Monday 19 January 2015

V&A Disobedient Objects




From a Suffragette tea service to protest robots, this exhibition is the first to examine the powerful role of objects in movements for social change. It demonstrates how political activism drives a wealth of design ingenuity and collective creativity that defy standard definitions of art and design. Disobedient Objects focuses on the period from the late 1970s to now, a time that has brought new technologies and political challenges. On display are arts of rebellion from around the world that illuminate the role of making in grassroots movements for social change: finely woven banners; defaced currency; changing designs for barricades and blockades; political video games; an inflatable general assembly to facilitate consensus decision-making; experimental activist-bicycles; and textiles bearing witness to political murders.




Poster and Badge

USA 1986-87

By the Silence= Death Project

The pink triangle was used in Nazi concentratration camps to mark out gay men. The 'Silence=Death' logo inverted this symbol. It created a powerful call to the gay community to unite and fight homophobia and inaction during the AIDS crisis. One of the creators of the logo was artist, writer and gay rights activist Avram Finkelstein. 



Badges Against Apartheid

South Africa and international, about 1980-94

These badges were made to support the struggle against apartheid in South Africa- a government- enforced system of racial segregation. Badges  were created by South Africans and liberation groups. These intimate objects made the struggle part of the lives of supporters far away, while for people in South Africa, badges demonstrated unity in the face censorship. The badges at the bottom right mark South Africans transition to free elections. 


News Reports about Barbie Liberation Organisation 

USA 1993

In 1993 the Barbie Liberation Organisation switched the voice boxes of around five hundred talking GI Joe and Barbie dolls and returned them to stores. The action, which we called 'shop-giving', was intended to highlight the gender stereo typing of children's toys. Everybody won: the stores sold the dolls twice, the consumer got an improved product and the news media had a field day with the story.

-Mike Bonanno 






'Bike Bloc' from Climate Camp, Copenhagen, 2009 (recreated 2014)

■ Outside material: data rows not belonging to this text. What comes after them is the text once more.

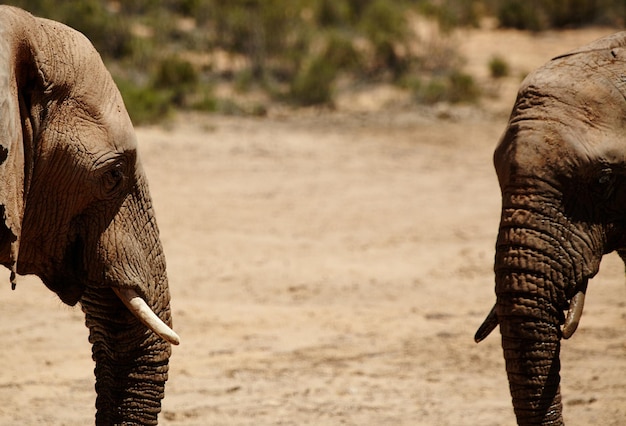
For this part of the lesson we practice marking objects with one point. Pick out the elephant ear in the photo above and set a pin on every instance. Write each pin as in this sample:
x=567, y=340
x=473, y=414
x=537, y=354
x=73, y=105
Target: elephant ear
x=613, y=41
x=12, y=131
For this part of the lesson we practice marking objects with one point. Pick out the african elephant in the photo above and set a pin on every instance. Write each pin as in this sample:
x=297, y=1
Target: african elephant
x=561, y=165
x=76, y=209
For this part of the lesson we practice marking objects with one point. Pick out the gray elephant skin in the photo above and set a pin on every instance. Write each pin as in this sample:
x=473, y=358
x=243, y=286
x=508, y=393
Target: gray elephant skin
x=76, y=210
x=561, y=165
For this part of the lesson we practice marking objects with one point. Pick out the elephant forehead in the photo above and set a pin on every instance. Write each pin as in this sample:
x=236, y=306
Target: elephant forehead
x=551, y=151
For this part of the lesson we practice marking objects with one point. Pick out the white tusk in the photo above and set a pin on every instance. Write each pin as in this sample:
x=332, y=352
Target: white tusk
x=142, y=311
x=573, y=314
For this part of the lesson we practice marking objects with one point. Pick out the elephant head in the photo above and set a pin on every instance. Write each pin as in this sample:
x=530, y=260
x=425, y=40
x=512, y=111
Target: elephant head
x=561, y=165
x=76, y=210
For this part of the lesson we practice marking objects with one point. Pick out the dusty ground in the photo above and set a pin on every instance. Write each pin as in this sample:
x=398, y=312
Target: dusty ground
x=327, y=269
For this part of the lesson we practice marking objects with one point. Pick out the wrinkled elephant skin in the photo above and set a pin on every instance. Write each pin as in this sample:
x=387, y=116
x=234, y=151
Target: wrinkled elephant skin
x=561, y=165
x=76, y=210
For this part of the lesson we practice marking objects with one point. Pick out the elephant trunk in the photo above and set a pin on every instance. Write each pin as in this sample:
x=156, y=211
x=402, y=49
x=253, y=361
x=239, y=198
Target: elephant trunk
x=131, y=361
x=541, y=262
x=531, y=348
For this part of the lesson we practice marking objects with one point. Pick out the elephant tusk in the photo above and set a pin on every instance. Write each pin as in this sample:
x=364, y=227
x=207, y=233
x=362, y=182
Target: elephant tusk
x=142, y=311
x=573, y=314
x=487, y=326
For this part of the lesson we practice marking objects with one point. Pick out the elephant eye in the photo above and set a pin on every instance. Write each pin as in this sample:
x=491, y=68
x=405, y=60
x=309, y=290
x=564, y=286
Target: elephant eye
x=605, y=183
x=113, y=178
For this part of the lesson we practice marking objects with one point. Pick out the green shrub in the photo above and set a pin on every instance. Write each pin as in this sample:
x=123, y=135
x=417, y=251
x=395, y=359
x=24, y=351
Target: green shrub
x=498, y=67
x=314, y=83
x=457, y=87
x=145, y=104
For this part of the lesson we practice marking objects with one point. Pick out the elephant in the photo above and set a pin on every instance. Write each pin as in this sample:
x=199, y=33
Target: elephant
x=76, y=210
x=561, y=167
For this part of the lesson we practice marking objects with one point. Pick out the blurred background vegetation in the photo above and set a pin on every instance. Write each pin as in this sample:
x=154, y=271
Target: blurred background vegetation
x=180, y=54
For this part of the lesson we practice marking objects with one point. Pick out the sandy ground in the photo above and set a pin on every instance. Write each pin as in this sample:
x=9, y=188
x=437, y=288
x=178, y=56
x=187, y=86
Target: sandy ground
x=327, y=269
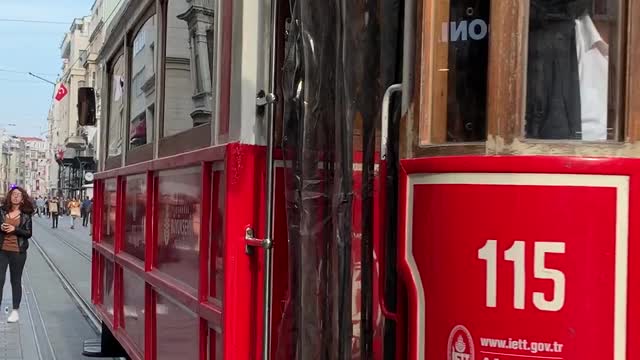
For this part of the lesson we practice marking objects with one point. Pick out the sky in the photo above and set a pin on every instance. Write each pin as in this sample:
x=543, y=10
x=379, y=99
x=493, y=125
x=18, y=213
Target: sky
x=32, y=47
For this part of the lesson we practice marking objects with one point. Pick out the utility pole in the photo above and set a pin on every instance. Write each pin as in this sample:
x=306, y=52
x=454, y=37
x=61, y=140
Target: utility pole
x=41, y=78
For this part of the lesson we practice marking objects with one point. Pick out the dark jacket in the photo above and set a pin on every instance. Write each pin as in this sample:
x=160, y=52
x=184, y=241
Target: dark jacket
x=23, y=230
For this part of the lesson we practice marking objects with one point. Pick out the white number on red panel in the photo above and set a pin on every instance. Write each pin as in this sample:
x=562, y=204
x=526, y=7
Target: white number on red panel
x=516, y=255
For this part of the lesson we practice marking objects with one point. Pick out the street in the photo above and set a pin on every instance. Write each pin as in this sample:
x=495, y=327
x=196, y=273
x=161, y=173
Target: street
x=51, y=326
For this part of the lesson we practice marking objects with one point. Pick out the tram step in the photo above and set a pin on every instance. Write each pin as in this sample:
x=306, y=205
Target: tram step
x=105, y=346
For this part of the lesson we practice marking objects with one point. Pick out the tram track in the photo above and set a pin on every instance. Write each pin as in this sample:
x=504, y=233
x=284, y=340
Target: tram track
x=83, y=305
x=74, y=247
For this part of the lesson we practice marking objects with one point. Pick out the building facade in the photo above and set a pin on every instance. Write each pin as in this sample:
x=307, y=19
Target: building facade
x=74, y=148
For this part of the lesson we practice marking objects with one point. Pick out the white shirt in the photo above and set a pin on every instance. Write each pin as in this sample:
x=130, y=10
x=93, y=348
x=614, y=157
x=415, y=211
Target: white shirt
x=593, y=67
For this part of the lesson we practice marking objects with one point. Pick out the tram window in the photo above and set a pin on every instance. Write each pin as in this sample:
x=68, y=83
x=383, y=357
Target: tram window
x=177, y=331
x=109, y=212
x=458, y=64
x=116, y=107
x=143, y=90
x=215, y=345
x=188, y=66
x=135, y=210
x=108, y=286
x=133, y=307
x=178, y=224
x=216, y=259
x=572, y=67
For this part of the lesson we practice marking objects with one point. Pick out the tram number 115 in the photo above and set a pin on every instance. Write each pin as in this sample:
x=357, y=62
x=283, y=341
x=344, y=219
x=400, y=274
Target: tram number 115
x=516, y=254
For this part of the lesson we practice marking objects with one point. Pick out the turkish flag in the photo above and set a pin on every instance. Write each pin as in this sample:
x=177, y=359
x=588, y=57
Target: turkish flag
x=62, y=92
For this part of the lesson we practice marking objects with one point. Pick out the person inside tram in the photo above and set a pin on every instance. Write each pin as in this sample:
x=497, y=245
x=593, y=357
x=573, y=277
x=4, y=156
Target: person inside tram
x=39, y=206
x=54, y=208
x=74, y=211
x=16, y=230
x=85, y=210
x=567, y=72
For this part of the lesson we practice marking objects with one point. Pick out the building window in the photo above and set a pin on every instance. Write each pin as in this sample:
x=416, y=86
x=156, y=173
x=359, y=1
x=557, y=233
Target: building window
x=569, y=67
x=188, y=66
x=143, y=96
x=116, y=107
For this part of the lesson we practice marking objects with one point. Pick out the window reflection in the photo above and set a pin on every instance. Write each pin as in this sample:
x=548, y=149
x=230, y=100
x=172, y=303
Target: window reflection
x=143, y=87
x=133, y=307
x=179, y=195
x=107, y=286
x=177, y=331
x=135, y=210
x=116, y=107
x=188, y=65
x=569, y=68
x=216, y=266
x=109, y=212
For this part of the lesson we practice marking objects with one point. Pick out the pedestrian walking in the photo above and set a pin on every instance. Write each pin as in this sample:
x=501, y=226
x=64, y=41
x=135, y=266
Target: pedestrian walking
x=16, y=230
x=54, y=210
x=74, y=211
x=39, y=206
x=85, y=210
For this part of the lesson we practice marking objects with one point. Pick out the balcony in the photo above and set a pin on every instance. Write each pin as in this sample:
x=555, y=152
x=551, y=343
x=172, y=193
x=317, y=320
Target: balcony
x=75, y=142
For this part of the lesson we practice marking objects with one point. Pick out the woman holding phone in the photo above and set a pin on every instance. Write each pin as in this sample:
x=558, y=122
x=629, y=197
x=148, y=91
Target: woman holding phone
x=15, y=232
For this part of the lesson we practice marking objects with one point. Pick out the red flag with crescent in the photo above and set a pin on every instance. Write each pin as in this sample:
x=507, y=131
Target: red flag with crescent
x=62, y=92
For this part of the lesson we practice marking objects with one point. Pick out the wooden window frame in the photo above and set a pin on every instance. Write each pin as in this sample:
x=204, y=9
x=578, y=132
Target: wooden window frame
x=506, y=89
x=143, y=152
x=112, y=162
x=197, y=137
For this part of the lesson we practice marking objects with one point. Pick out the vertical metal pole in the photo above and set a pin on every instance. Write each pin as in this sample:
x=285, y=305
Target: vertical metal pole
x=268, y=251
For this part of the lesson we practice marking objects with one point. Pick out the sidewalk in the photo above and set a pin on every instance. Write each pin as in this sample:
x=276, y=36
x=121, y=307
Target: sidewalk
x=50, y=326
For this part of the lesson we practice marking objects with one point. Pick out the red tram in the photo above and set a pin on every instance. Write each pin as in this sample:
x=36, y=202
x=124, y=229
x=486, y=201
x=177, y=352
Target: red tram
x=417, y=179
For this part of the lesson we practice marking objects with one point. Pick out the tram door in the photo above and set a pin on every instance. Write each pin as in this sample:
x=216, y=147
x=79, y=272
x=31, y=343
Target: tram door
x=519, y=162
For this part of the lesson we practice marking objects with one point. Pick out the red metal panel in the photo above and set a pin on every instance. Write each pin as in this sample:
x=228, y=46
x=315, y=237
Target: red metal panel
x=117, y=297
x=216, y=238
x=211, y=313
x=244, y=169
x=148, y=226
x=120, y=213
x=128, y=345
x=133, y=301
x=213, y=153
x=205, y=235
x=203, y=340
x=150, y=323
x=524, y=201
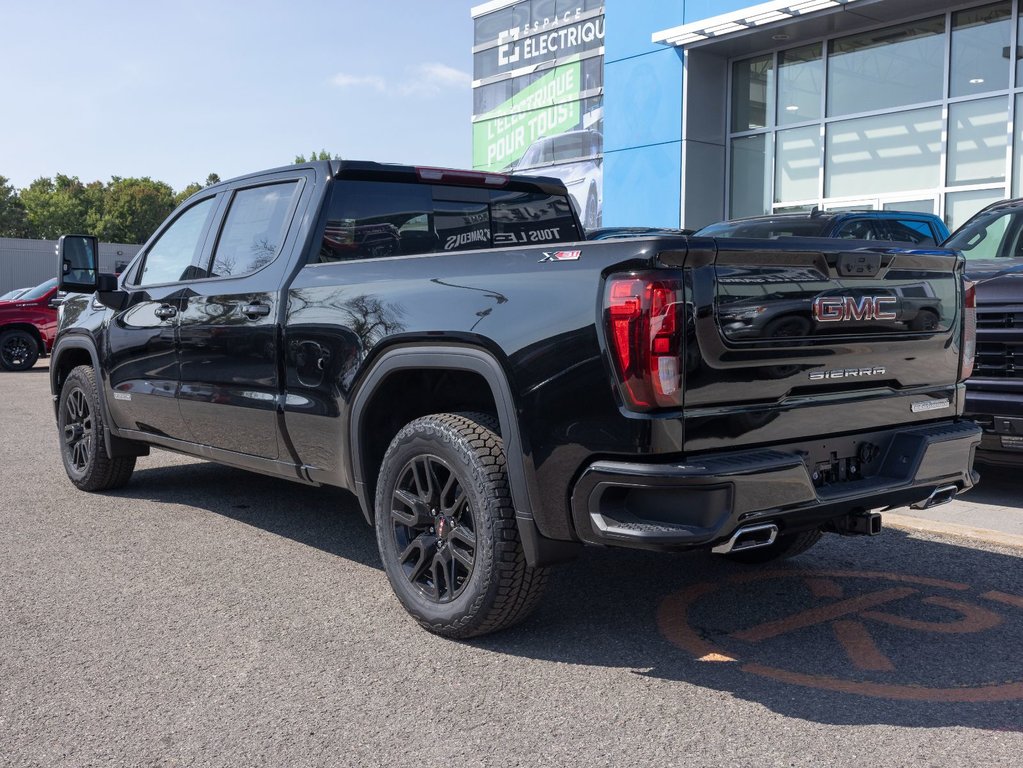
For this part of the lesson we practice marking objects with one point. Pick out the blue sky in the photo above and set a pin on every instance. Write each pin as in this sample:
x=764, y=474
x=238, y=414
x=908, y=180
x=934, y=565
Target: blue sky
x=177, y=90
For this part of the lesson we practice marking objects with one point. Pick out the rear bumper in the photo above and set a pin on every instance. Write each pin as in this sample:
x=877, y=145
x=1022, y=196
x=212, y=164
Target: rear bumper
x=702, y=502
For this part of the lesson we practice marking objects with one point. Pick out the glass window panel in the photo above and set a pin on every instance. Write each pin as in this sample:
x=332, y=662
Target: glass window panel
x=752, y=89
x=918, y=207
x=961, y=206
x=800, y=78
x=748, y=180
x=797, y=164
x=978, y=133
x=980, y=42
x=893, y=66
x=884, y=153
x=1018, y=148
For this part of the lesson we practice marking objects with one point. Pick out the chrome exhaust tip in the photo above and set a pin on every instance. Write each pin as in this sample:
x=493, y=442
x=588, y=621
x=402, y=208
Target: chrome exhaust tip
x=940, y=495
x=751, y=537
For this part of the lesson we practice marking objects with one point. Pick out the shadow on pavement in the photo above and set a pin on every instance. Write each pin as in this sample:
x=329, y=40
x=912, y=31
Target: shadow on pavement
x=326, y=518
x=892, y=630
x=998, y=486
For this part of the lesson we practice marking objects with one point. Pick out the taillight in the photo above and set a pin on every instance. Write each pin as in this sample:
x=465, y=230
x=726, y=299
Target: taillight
x=969, y=329
x=645, y=321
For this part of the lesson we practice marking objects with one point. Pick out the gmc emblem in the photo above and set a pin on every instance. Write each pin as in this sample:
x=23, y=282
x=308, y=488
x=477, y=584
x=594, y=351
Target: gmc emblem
x=839, y=308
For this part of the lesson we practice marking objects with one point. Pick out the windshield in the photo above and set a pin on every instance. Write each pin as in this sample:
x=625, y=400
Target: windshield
x=40, y=290
x=769, y=229
x=990, y=235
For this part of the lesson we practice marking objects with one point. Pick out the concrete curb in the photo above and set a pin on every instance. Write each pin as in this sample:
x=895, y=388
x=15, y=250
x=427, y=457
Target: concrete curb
x=908, y=523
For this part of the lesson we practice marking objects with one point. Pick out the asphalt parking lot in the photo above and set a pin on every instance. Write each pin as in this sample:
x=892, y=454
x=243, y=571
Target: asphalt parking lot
x=203, y=616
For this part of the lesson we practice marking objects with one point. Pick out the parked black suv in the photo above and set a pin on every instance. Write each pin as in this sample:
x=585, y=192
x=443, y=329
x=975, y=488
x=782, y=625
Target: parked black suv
x=923, y=230
x=992, y=243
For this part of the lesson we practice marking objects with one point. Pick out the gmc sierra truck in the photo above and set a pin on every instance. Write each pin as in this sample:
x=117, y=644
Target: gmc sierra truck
x=497, y=392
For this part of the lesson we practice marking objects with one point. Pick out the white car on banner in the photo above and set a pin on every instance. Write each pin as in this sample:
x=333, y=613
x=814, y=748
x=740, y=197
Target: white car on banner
x=577, y=159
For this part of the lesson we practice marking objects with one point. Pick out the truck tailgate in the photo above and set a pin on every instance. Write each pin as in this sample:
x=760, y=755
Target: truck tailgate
x=782, y=343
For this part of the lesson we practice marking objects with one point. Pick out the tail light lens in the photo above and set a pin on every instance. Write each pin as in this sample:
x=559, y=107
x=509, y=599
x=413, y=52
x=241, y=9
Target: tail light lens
x=645, y=321
x=969, y=329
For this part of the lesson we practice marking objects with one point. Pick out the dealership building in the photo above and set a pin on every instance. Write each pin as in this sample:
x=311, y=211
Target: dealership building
x=681, y=113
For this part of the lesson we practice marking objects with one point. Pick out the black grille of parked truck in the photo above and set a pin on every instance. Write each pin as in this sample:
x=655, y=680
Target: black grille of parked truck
x=498, y=392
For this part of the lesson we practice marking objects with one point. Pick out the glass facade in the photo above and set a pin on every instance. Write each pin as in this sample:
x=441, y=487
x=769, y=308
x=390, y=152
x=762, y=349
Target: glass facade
x=917, y=116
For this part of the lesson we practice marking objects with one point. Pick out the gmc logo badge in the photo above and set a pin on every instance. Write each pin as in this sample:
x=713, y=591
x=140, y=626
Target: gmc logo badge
x=839, y=308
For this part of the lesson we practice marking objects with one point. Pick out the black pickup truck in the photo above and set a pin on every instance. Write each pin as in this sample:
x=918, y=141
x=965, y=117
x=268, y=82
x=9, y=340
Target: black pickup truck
x=497, y=391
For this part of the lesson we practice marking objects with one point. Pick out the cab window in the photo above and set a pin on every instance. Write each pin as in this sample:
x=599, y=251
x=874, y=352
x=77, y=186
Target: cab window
x=173, y=256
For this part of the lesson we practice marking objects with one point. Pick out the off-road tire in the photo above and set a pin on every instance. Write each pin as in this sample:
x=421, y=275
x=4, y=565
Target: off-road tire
x=786, y=545
x=499, y=589
x=18, y=350
x=82, y=431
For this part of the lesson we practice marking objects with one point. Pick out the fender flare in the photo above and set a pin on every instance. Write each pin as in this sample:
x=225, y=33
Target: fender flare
x=116, y=446
x=539, y=550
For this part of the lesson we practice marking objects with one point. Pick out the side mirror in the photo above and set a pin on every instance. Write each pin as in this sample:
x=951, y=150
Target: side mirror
x=78, y=263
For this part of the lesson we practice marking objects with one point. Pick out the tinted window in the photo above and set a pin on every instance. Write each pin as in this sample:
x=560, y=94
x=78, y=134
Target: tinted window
x=912, y=230
x=532, y=217
x=254, y=229
x=39, y=291
x=767, y=229
x=171, y=257
x=370, y=219
x=991, y=235
x=861, y=229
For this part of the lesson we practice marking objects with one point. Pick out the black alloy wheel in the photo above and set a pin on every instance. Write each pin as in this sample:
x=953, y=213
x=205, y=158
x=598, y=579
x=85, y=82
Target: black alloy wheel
x=18, y=350
x=446, y=528
x=434, y=529
x=82, y=433
x=78, y=430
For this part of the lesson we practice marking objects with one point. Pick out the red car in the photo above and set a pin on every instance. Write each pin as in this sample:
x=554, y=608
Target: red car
x=28, y=325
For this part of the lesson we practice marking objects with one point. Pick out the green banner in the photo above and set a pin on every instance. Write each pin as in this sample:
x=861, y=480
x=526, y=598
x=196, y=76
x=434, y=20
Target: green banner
x=548, y=106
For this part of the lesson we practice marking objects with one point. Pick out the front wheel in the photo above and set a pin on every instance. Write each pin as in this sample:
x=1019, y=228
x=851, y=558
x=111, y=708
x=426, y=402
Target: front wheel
x=18, y=350
x=83, y=447
x=446, y=528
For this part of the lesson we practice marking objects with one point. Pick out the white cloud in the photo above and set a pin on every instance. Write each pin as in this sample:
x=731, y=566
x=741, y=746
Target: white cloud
x=343, y=80
x=434, y=77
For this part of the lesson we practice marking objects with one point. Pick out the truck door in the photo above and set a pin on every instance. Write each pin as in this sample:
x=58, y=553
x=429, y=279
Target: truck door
x=228, y=341
x=141, y=340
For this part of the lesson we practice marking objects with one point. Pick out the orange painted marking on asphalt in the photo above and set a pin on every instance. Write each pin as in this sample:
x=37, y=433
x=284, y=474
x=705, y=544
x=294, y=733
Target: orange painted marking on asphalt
x=859, y=646
x=975, y=618
x=672, y=620
x=1008, y=599
x=925, y=581
x=824, y=587
x=819, y=616
x=716, y=658
x=981, y=693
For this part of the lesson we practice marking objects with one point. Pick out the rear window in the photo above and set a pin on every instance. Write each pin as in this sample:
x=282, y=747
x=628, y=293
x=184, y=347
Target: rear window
x=996, y=234
x=376, y=219
x=767, y=229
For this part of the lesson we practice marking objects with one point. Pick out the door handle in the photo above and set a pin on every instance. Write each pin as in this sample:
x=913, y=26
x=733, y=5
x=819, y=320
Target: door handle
x=252, y=311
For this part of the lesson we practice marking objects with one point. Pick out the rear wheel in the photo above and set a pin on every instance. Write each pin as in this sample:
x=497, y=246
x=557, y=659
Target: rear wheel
x=18, y=350
x=83, y=445
x=446, y=528
x=786, y=545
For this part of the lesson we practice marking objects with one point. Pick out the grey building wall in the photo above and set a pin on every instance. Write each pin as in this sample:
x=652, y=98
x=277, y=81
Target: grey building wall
x=26, y=263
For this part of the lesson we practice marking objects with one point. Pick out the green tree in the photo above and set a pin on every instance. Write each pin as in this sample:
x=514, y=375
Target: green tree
x=321, y=154
x=132, y=210
x=12, y=219
x=58, y=206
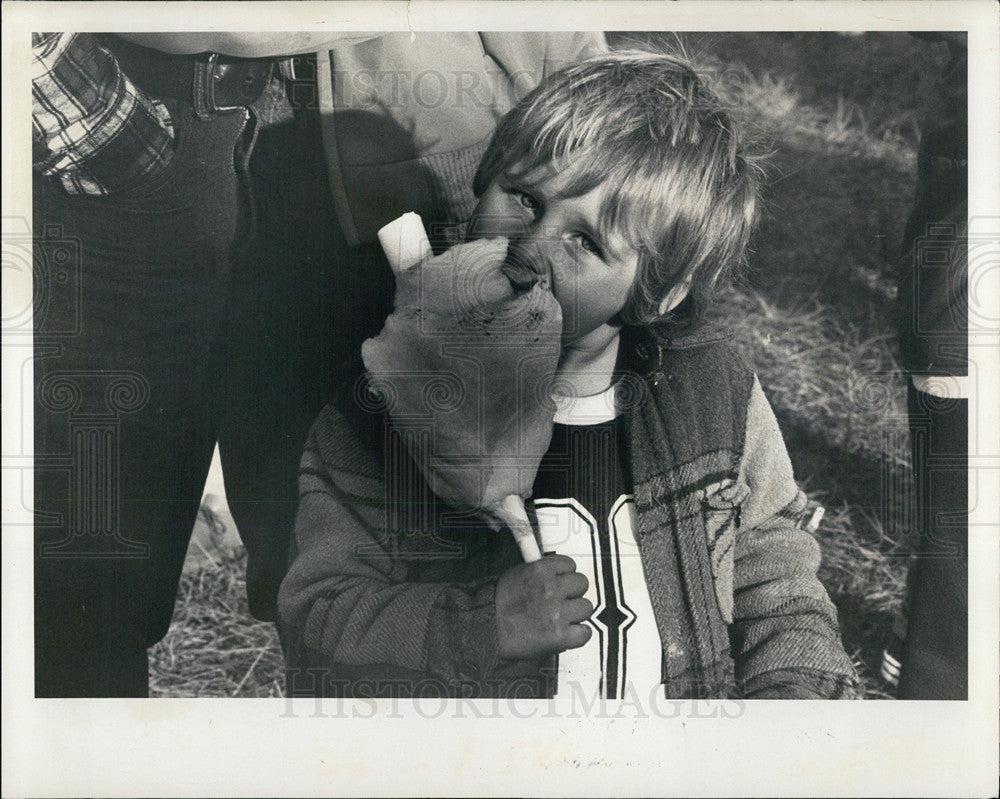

The Bike Bloc was part of the mass civil disobedience against the COP15 Climate Summit, Discarded bikes were welded into 'machines of creative resistance'. One carried a DJ who broadcasted via several bikes with independent speakers. Organised in swarms, bikes formed blockades and decoys supporting thousands on foot. They helped protesters breach the summits security cordon and hold an alternative peoples assembly, which some representatives left the summit to attend. 

The original Bike Bloc 'sound swarm' had its own soundtrack that used sounds ability to invade and take over public space. For this exhibition that soundtrack has been recomposed to also listen to the amplify the voice of other objects around it, including sounds and chants from different movements that intersect, resonate together and produce dissonances. 

-Filastine 




I really enjoyed the V&A exhibition I think it was interesting and it has been a good start to the new module and brief. I am now going to research further into movements in social change and other areas that interest me.